Saturday, May 30, 2009

Foreclosure Valley to hold citywide open house

From the Oregonian:

City leaders, business owners and residents here have all heard the chortling about how high foreclosure rates and half-finished subdivisions make their community east of Interstate 205 far closer to Death Valley than Happy Valley.

Now, by staging what's billed as the nation's first citywide open house, Happy Valley is setting out to turn that frown upside-down.

A daylong event Saturday will open the doors of 150 houses in this city of 11,600 residents to everyone from prospective buyers to the merely curious.

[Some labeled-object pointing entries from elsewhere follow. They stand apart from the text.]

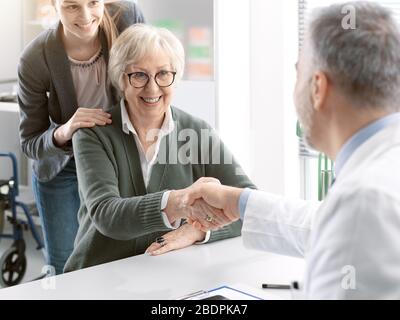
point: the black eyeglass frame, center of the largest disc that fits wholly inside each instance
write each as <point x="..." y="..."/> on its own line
<point x="148" y="78"/>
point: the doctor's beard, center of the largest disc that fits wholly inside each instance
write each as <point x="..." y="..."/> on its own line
<point x="305" y="111"/>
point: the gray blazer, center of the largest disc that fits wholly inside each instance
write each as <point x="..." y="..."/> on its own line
<point x="46" y="93"/>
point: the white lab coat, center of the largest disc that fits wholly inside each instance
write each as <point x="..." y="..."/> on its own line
<point x="351" y="241"/>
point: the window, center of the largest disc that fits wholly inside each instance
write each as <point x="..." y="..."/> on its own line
<point x="312" y="182"/>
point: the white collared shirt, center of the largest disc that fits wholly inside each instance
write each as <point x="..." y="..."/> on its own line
<point x="147" y="159"/>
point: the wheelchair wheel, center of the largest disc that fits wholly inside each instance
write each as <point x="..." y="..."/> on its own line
<point x="13" y="267"/>
<point x="2" y="213"/>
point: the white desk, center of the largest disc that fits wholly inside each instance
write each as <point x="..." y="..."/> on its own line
<point x="170" y="276"/>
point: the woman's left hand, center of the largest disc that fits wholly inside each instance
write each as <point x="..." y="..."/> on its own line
<point x="180" y="238"/>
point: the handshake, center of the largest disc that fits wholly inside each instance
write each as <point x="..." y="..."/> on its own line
<point x="206" y="204"/>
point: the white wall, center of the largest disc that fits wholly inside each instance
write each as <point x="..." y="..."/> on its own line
<point x="10" y="37"/>
<point x="232" y="41"/>
<point x="274" y="161"/>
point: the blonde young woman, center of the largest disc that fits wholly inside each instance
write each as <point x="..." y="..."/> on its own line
<point x="63" y="87"/>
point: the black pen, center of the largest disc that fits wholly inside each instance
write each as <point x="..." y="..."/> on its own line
<point x="280" y="286"/>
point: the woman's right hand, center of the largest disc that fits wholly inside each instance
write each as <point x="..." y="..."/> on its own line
<point x="82" y="118"/>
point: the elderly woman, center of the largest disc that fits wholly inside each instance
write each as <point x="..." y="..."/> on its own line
<point x="133" y="173"/>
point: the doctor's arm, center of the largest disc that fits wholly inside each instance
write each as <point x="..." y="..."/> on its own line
<point x="271" y="223"/>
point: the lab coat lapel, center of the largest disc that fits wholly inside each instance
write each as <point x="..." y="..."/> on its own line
<point x="379" y="143"/>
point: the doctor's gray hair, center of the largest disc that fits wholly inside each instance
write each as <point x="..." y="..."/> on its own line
<point x="138" y="41"/>
<point x="363" y="62"/>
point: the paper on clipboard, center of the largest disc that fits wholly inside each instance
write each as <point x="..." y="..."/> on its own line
<point x="231" y="292"/>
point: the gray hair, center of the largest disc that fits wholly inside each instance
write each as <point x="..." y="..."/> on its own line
<point x="135" y="43"/>
<point x="364" y="62"/>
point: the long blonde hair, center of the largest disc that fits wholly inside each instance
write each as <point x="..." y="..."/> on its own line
<point x="108" y="23"/>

But home tours are just the start. Anyone wondering about living in Happy Valley will be able to chat with school employees, talk shop with police and fire officials and get a first-hand look at a city park so new it hasn't even been named.

"We want to show that a community is much more than just a collection of houses," Steve Campbell, Happy Valley's community services director, said. "And that this city, in particular, really believes in itself."

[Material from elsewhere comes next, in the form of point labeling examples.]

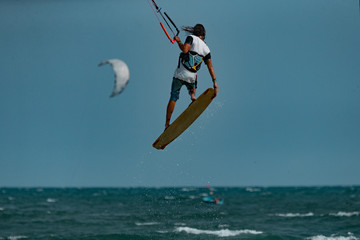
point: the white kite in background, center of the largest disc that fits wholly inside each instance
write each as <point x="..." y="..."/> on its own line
<point x="122" y="74"/>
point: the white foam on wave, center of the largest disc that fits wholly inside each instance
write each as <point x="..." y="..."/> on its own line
<point x="345" y="214"/>
<point x="17" y="237"/>
<point x="334" y="237"/>
<point x="146" y="223"/>
<point x="310" y="214"/>
<point x="219" y="233"/>
<point x="250" y="189"/>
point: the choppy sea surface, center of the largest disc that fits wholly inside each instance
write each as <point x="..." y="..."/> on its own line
<point x="314" y="213"/>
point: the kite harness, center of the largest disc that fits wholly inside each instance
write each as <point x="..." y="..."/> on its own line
<point x="158" y="11"/>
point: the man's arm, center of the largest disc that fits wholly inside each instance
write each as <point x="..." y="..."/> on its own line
<point x="183" y="47"/>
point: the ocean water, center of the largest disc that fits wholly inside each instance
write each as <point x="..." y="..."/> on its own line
<point x="314" y="213"/>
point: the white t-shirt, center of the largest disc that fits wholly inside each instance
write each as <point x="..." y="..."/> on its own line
<point x="198" y="46"/>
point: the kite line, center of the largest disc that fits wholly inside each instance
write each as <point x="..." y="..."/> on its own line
<point x="158" y="11"/>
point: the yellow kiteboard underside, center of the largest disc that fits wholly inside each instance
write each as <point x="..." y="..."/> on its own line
<point x="184" y="120"/>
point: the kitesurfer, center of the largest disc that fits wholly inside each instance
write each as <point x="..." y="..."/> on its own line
<point x="193" y="52"/>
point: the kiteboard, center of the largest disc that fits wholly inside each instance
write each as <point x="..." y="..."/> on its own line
<point x="185" y="119"/>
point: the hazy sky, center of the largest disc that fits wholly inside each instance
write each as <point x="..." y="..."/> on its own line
<point x="287" y="113"/>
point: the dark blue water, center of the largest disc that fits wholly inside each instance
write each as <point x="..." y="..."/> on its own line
<point x="315" y="213"/>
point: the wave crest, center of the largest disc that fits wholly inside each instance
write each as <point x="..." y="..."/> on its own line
<point x="219" y="233"/>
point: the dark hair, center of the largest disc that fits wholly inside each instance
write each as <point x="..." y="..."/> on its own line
<point x="197" y="30"/>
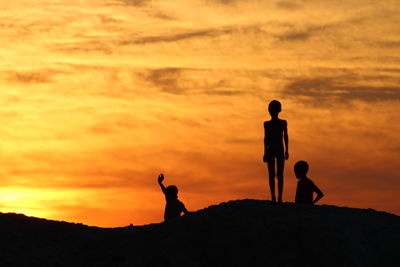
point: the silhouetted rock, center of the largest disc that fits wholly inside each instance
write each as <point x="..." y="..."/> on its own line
<point x="236" y="233"/>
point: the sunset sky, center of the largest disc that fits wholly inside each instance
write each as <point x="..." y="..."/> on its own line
<point x="97" y="97"/>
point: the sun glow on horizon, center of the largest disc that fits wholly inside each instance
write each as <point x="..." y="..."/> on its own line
<point x="99" y="97"/>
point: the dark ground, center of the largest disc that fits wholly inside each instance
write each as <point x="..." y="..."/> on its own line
<point x="236" y="233"/>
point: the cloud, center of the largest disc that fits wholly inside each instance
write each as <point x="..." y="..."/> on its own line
<point x="178" y="36"/>
<point x="30" y="77"/>
<point x="339" y="88"/>
<point x="308" y="32"/>
<point x="136" y="3"/>
<point x="388" y="44"/>
<point x="288" y="5"/>
<point x="167" y="79"/>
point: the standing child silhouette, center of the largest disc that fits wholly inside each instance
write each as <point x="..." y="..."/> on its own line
<point x="305" y="187"/>
<point x="275" y="132"/>
<point x="173" y="207"/>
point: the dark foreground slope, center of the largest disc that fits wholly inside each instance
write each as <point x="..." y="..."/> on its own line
<point x="237" y="233"/>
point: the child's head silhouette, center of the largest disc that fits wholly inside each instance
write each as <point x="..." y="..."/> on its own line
<point x="274" y="107"/>
<point x="172" y="191"/>
<point x="301" y="169"/>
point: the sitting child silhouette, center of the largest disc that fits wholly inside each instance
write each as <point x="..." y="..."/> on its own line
<point x="173" y="207"/>
<point x="305" y="187"/>
<point x="275" y="132"/>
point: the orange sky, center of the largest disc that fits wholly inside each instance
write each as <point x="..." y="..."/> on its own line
<point x="98" y="97"/>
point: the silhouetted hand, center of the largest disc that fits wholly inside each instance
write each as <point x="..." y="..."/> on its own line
<point x="160" y="178"/>
<point x="286" y="155"/>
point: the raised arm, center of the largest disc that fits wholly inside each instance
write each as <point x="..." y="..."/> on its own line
<point x="185" y="211"/>
<point x="319" y="194"/>
<point x="160" y="180"/>
<point x="286" y="139"/>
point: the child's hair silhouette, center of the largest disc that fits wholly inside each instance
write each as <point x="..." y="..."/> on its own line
<point x="276" y="147"/>
<point x="305" y="187"/>
<point x="173" y="207"/>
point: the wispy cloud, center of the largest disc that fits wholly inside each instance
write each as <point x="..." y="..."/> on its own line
<point x="339" y="88"/>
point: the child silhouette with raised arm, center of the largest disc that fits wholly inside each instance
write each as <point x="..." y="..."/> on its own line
<point x="305" y="187"/>
<point x="275" y="132"/>
<point x="173" y="207"/>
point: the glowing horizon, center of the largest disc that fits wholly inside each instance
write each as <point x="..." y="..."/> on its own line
<point x="98" y="98"/>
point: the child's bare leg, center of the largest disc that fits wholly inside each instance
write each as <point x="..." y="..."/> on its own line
<point x="280" y="164"/>
<point x="271" y="173"/>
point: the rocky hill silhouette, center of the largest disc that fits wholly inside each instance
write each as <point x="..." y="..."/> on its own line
<point x="237" y="233"/>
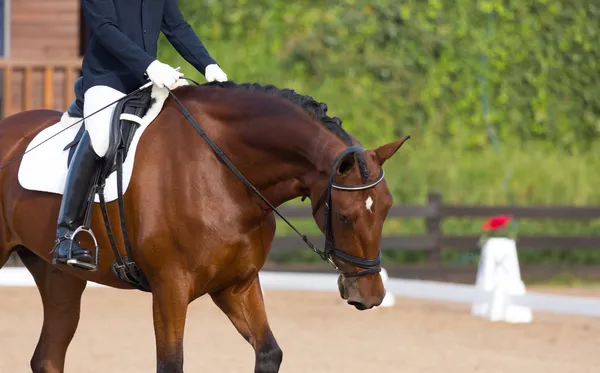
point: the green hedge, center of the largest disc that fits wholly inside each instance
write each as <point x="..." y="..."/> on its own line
<point x="424" y="67"/>
<point x="459" y="76"/>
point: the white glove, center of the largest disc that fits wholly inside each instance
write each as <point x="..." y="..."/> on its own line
<point x="162" y="75"/>
<point x="213" y="72"/>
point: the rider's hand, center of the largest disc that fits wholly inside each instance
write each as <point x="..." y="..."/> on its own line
<point x="213" y="72"/>
<point x="162" y="75"/>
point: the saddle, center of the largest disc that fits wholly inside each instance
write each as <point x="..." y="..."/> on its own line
<point x="125" y="121"/>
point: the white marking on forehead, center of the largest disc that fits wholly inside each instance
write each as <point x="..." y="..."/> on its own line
<point x="369" y="204"/>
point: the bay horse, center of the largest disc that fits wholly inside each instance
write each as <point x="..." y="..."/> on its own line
<point x="198" y="228"/>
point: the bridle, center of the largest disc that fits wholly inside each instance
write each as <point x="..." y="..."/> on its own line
<point x="369" y="266"/>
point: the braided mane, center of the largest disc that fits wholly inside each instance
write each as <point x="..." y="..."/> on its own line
<point x="309" y="104"/>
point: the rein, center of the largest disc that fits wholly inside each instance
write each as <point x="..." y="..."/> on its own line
<point x="369" y="266"/>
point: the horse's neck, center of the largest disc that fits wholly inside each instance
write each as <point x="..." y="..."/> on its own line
<point x="289" y="156"/>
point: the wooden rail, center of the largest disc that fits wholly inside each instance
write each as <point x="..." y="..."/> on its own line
<point x="37" y="84"/>
<point x="434" y="240"/>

No one denies, however, that Happy Valley's housing crash has been as bad or worse than just about anyplace else in the state.

Until last year, surging growth and a home-building boom made this the fastest-growing city in Oregon. At the peak of the boom, the city issued 500 to 600 building permits annually.

That has ground to a near-halt.

Nearly 200 Happy Valley houses are now in various stages of foreclosure, Campbell said. Another 100 houses are back in the hands of the banks that financed them. And from 80 to 100 vacant lots, which will be available for viewing Saturday, are for sale.

"The bigger you are, the harder you fall," he said. "When the crash happened, we were left holding the bag."

Kathy Daw, Happy Valley's city manager, came to work one morning recently and announced to Campbell and others that something needed to be done. In short order, city staffers were calling area real estate agents, mortgage brokers and bankers, floating the idea of a citywide open house to put a positive spin on an otherwise bleak situation.

They decided to call their free, self-guided event "City of Dreams."

Industry professionals are applauding the effort.

"It's not unlike how states promote themselves to tourists," said Mikalan Moiso, principal broker in Re/Max Equity Group's Lake Oswego office. "It's brilliant marketing."


The only thing the city of Happy Valley knows is real estate. In the past every budget problem could be cured by building and selling a few more homes. No wonder the only 'logical' and 'brilliant' solution they can think of is to build and sell a few more homes.

Probably not going to work as well as they hoped.